During his initial police interviews, Wallace named a few people as suspects, and one of them was Richard Gordon Parry. He and Parry had worked together at Prudential. Parry would occasionally make Wallace's collections when Wallace, who suffered from chronic kidney problems, was too ill, and he'd been to 29 Wolverton Street and met Julia several times. He was also known to have visited the same cafe where Wallace's chess club took place. A notice on the board at the entrance of that club listed the dates each member was due to compete, so Parry (or anyone else) could have seen Wallace's name down for January 19. All it would have taken was some discreet surveillance of Wolverton Street that night to spot Wallace leaving home and heading toward the tram.
Parry was in fact investigated at the time of the murder, and had an alibi provided by his then-fiancée Lily Lloyd, who said the pair had been together that night. According to Goodman, when Parry broke their engagement in the summer of 1933, Lloyd told one of Wallace’s lawyers that the alibi was made up—she hadn't been with Parry that evening. However, no one followed up on her claim (and modern scholarship has suggested that Parry's alibi did not rely on Lloyd's story alone).
Alibi or not, there is evidence that two years prior to the murder Parry made an agreement with management to leave Prudential after it was discovered that he’d been siphoning money from his collections. Some authors have said that Wallace actually noticed the missing funds from the collections that Parry ran for him, and informed his superintendent; whether or not Wallace informed on him, Parry's parents were forced to step in and repay what he'd taken, and Parry left the company. Did Parry know, or think, that Wallace had informed? Was this a revenge killing?

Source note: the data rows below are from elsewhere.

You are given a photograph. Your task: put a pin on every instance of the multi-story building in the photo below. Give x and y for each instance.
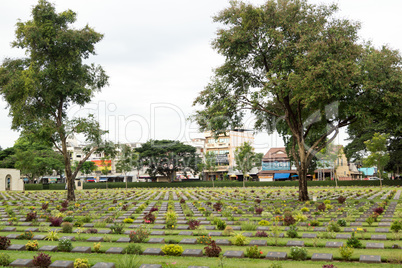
(224, 147)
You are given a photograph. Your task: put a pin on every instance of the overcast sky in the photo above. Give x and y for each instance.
(158, 55)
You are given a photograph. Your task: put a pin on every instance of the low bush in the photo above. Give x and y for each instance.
(42, 260)
(172, 250)
(212, 250)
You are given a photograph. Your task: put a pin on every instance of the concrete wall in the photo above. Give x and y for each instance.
(10, 178)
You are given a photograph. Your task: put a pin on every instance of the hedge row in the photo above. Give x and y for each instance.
(113, 185)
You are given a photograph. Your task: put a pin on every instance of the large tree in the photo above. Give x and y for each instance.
(245, 159)
(299, 70)
(42, 87)
(166, 157)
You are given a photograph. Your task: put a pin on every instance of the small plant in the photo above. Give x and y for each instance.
(298, 253)
(341, 199)
(117, 228)
(261, 234)
(212, 250)
(220, 224)
(172, 250)
(42, 260)
(354, 242)
(139, 235)
(264, 223)
(27, 235)
(321, 207)
(204, 240)
(253, 252)
(52, 236)
(333, 227)
(4, 259)
(31, 216)
(239, 240)
(346, 252)
(67, 227)
(81, 263)
(55, 221)
(314, 223)
(341, 222)
(32, 245)
(292, 232)
(193, 224)
(133, 249)
(128, 220)
(65, 245)
(396, 226)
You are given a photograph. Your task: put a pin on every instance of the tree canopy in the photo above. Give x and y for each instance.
(299, 70)
(40, 88)
(166, 157)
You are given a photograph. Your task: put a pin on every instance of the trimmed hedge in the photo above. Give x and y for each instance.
(113, 185)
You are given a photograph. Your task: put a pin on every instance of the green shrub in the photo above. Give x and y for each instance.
(298, 253)
(346, 252)
(65, 245)
(4, 259)
(133, 249)
(239, 240)
(172, 250)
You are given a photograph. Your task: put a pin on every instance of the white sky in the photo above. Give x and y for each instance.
(158, 56)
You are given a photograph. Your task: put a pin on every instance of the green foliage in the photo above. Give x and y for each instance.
(346, 252)
(65, 245)
(298, 253)
(133, 249)
(154, 155)
(81, 263)
(4, 259)
(43, 86)
(172, 250)
(239, 240)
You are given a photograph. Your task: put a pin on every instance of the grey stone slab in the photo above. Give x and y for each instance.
(234, 254)
(156, 240)
(9, 229)
(69, 237)
(322, 257)
(222, 242)
(188, 241)
(293, 243)
(307, 235)
(378, 237)
(104, 265)
(123, 240)
(48, 248)
(157, 233)
(62, 264)
(151, 266)
(215, 234)
(13, 236)
(331, 244)
(81, 250)
(16, 247)
(114, 250)
(38, 237)
(186, 233)
(22, 263)
(343, 236)
(370, 259)
(375, 245)
(192, 253)
(153, 251)
(272, 255)
(95, 239)
(262, 243)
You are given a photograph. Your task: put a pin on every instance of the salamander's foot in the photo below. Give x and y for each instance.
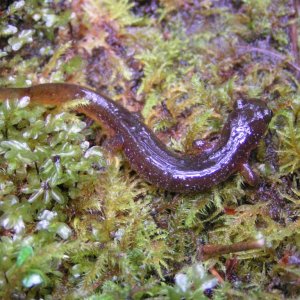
(249, 175)
(204, 146)
(114, 144)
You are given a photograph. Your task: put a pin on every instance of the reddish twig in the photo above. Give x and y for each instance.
(294, 33)
(207, 251)
(272, 54)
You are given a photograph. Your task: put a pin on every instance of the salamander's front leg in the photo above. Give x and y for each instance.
(204, 146)
(248, 174)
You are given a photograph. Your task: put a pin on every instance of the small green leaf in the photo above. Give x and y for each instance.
(24, 253)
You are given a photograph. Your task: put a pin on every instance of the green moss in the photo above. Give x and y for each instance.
(75, 221)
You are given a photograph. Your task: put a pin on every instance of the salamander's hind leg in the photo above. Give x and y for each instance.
(114, 144)
(249, 175)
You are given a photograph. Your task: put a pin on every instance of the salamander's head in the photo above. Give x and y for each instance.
(250, 120)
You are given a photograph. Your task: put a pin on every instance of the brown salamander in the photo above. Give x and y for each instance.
(148, 156)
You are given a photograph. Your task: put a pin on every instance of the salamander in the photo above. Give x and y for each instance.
(148, 156)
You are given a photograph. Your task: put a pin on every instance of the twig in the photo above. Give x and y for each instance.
(272, 54)
(207, 251)
(294, 33)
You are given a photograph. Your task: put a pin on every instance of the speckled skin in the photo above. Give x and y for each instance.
(148, 156)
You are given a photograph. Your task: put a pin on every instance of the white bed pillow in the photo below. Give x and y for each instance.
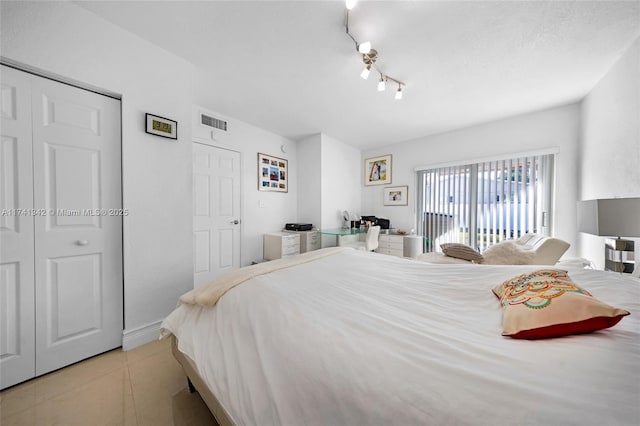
(508, 253)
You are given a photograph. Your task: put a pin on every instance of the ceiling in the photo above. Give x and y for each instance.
(289, 67)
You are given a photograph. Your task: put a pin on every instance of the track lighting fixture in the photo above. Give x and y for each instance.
(369, 57)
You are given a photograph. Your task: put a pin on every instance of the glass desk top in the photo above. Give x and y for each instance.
(353, 231)
(343, 231)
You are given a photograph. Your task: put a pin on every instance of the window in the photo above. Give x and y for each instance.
(483, 203)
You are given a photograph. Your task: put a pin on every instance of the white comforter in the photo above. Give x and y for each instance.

Or maybe it was just a case of robbery gone awry. Parry was known for his love of cars and his tendency to live beyond his means. Perhaps he assumed Wallace would have more than four pounds in collections at his home, and that if he got him out of the house, he could swipe the money out from under Julia. Maybe she saw him take the money and threatened to call the police. Or maybe murder was on his mind the entire time? Though far from perfect theories, the idea that Parry killed Julia—whether motivated by money or revenge—does provide the "why" that prosecutors of Wallace never could.
The fact is, barring a signed confession unearthed from some Liverpudlian attic, we'll probably never know exactly what happened at 29 Wolverton Street on the night of January 20, 1931. Eight decades from now, amateur gumshoes may still be debating this irresistible whodunnit. And with questions as maddening as these still unanswered, who could blame them?